Barrick had previously asked the British Columbia Securities Commission (BCSC) for a cease-trade order on Placer’s shareholder’s rights plan. The plan is described as a poison pill because it would let shareholders of the Vancouver-based company buy shares at a discount under certain conditions and was designed to help fend off unwanted takeover bids.
Placer agreed to waive the rights after Toronto-based Barrick committed to extending its offer until mid-January, giving Placer more time to either find a white knight or negotiate a sweeter deal with Barrick.
Barrick has dropped its request to the BCSC and has agreed to extend its takeover bid deadline to Jan. 16 from Dec. 20.
Peter Tomsett, president and chief executive of Placer Dome, said in a statement that waiving the rights plan for Barrick’s offer would eliminate the distraction of legal and regulatory challenges.
John Ing, an analyst with Maison Placements in Toronto, says squabbling between the two majors over the past month has been posturing, and that events are now unfolding as he expected.
“Placer would eventually, through back channels or directly, begin discussions with Barrick,” Ing says.
And while Ing says the bid is likely to be sweetened slightly, Barrick has consistently said that its offer is fair, as it includes a 24% premium on Placer’s share price at the time the offer was made.
For its part, Placer has set up a data room to allow other companies to look at its books with a view to eliciting a competing offer, most notably from Denver-based Newmont Mining (NMC-T, NEM-N). If Barrick takes over Placer, it would leapfrog Newmont as the world’s number-one gold producer.
But questions have recently been raised regarding Newmont’s interest. While the company is said to be keen on Placer’s assets in Nevada, Ing says Newmont has reservations about Placer’s over-budget South Deep project in South Africa, and operations in Papua New Guinea.
In addition to such concerns, Ing says the Securities and Exchange Commission is also a deterrent.
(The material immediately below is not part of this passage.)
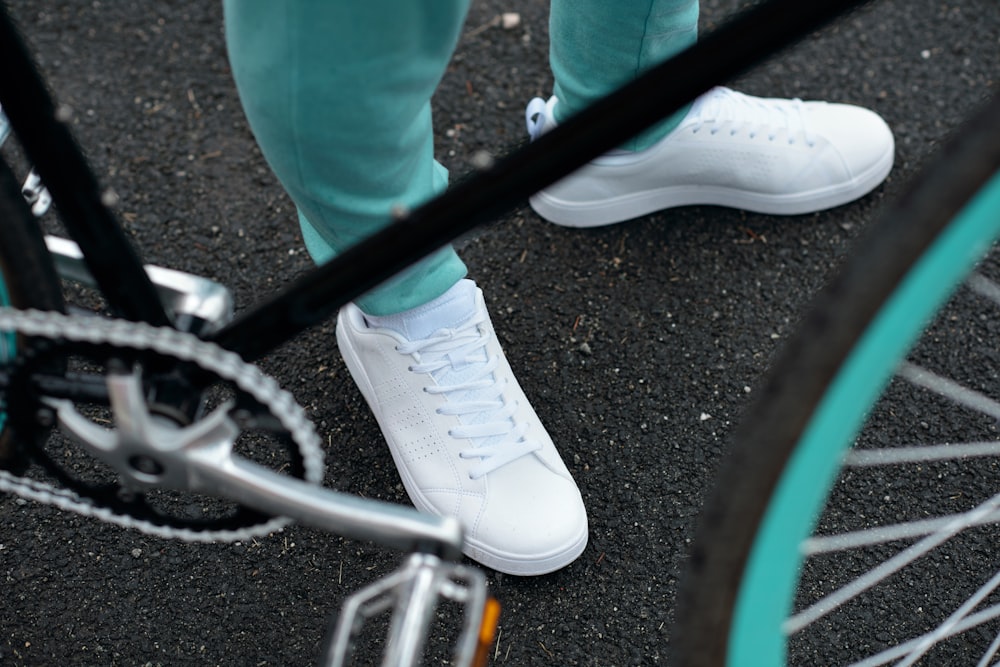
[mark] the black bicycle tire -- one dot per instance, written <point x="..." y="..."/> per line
<point x="799" y="379"/>
<point x="27" y="271"/>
It took Newmont over a year to satisfy SEC requirements for its 2002 takeover of Frano-Nevada Mining.
As a Canadian-based company, Barrick does not have to deal with such burdensome regulations.
“Barrick already has their circulars in the mail,” Ing says.
Placer Dome’s board previously recommended that its shareholders reject Barrick’s offer and not tender their shares, arguing the offer was opportunistic and didn’t fully value Placer’s assets.
Barrick’s offer is for $20.50 for each Placer Dome share, with about 87% offered in Barrick stock and 13% in cash.
The bid includes a side deal with fellow Canadian miner, Goldcorp, (G-T, GG-N), which would buy Placer Dome’s Canadian assets for $1.35 billion, should the takeover succeed.